F. Lulofs is het in Naamkunde in vele opzichten niet eens met Van Daele, die hier genoemd wordt als redacteur van het tijdschrift Fyrapeel, waar natuurlijk Tiecelijn bedoeld is. En dat in Naamkunde. Lulofs heeft, zoals bekend, minder waardering voor het werk van G.H. Arendt, en als Van Daele stelt dat het moderne Reynaertonderzoek een aanvang neemt met Arendt, dan is dat onbillijk ten opzichte van het pionierswerk van Hellinga. Ook het gehanteerde model van Greimas vindt Lulofs geen middel tot analyse van het Reynaertverhaal.
De basisoppositie hof-hol, waar Van Daele van uit gaat, is volgens Lulofs een afgeleide. De feitelijke oppositie is de koning met de andere dieren tegenover Reynaert. Abstract beschouwd: macht tegenover list, eventueel wet tegenover misdaad, maar niet goed tegenover slecht. Van Daele maakt zo, volgens Lulofs, van de dierenallegorie een ruimteallegorie.
Wel concludeert Lulofs dat het eerste deel van de dissertatie een rijke bron voor het Reynaertonderzoek is en dat het tweede deel veel acceptabele interpretaties bevat.
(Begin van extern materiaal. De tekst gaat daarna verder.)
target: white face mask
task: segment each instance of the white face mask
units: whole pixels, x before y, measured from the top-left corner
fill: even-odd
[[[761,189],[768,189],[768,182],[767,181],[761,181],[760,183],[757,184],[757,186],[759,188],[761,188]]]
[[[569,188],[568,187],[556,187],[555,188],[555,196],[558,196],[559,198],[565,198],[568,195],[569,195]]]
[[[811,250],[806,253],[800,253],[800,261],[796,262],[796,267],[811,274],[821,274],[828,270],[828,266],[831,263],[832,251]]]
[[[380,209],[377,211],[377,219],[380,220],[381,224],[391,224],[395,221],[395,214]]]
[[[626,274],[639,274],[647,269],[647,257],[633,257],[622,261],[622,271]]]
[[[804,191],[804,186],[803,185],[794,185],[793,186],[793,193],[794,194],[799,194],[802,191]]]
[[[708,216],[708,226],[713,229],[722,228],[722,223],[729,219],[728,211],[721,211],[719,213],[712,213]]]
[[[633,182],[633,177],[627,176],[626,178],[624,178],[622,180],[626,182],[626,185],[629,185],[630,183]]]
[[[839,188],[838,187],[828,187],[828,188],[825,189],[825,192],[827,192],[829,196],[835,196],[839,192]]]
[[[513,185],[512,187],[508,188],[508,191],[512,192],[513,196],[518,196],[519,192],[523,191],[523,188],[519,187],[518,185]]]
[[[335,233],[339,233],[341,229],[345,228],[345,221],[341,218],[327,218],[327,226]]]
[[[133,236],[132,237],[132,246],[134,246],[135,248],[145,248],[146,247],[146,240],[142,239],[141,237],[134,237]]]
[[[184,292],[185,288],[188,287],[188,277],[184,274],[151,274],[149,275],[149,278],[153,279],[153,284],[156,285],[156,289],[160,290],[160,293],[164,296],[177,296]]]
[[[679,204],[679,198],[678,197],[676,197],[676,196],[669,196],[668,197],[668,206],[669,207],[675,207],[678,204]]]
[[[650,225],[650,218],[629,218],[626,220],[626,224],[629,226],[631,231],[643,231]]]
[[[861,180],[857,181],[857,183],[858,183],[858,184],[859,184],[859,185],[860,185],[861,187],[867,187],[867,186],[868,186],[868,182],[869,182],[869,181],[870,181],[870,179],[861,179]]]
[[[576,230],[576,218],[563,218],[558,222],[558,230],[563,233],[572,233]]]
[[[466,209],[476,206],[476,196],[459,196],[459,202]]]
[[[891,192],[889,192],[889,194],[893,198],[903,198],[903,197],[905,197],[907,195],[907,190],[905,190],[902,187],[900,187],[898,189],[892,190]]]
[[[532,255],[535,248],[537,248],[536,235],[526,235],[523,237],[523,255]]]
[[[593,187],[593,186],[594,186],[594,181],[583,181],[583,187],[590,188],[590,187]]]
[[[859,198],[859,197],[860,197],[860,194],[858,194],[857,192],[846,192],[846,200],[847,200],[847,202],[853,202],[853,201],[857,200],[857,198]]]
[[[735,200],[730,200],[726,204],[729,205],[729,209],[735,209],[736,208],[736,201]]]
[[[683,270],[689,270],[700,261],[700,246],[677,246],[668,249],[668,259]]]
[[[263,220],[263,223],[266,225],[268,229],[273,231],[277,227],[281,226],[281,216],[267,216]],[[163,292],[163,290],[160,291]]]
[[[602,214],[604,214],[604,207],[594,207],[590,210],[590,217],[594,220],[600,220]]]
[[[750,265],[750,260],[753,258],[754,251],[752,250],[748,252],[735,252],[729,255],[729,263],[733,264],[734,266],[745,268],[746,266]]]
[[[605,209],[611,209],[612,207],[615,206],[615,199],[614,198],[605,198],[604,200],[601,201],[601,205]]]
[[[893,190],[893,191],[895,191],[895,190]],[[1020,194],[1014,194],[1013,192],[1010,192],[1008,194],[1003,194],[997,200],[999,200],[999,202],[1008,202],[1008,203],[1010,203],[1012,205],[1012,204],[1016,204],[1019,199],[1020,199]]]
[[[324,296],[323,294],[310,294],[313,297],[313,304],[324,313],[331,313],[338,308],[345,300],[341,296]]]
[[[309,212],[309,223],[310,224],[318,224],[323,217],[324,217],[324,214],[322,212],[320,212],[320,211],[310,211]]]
Ter wille van de dialoog volgen dan nog een aantal kritische opmerkingen.
Lulofs handhaaft zijn door Van Daele afgewezen veronderstelling dat Reynaert oorspronkelijk juridisch onschuldig zou zijn. Reynaert is volgens Lulofs de slimme verleider. Er bestaat een sterke identificatie tussen de auteur en zijn hoofdpersonage, maar niet alleen Reynaert misleidt zijn toehoorders, dat doet Willem ook. Als het Willems bedoeling is dat wij partij voor Reynaert kiezen, dan hoeven wij volgens Lulofs niet uit te gaan van een negatief vossenbeeld. Op dit laatste kom ik nog terug.
Het artikel van J. Reynaert in Spiegel der Letteren is weliswaar geschreven naar aanleiding van Van Daeles dissertatie, maar gaat over de uitgangspunten bij het interpreteren van Van den vos Reynaerde.
Jan de Putter vermeldt in zijn aankondiging van dit artikel in Tiecelijn (1996, p. 84) dat het een aantal kritische kanttekeningen maakt bij het huidige Reynaertonderzoek. Is Reynaert wel zo'n negatieve figuur? Kan het verhaal wel gelezen worden tegen de achtergrond van de hoofse roman? J. Reynaert wil het verhaal lezen als een kritische parodiëring van de rechtspraak. Ik ga wat uitvoeriger op het artikel van J. Reynaert in.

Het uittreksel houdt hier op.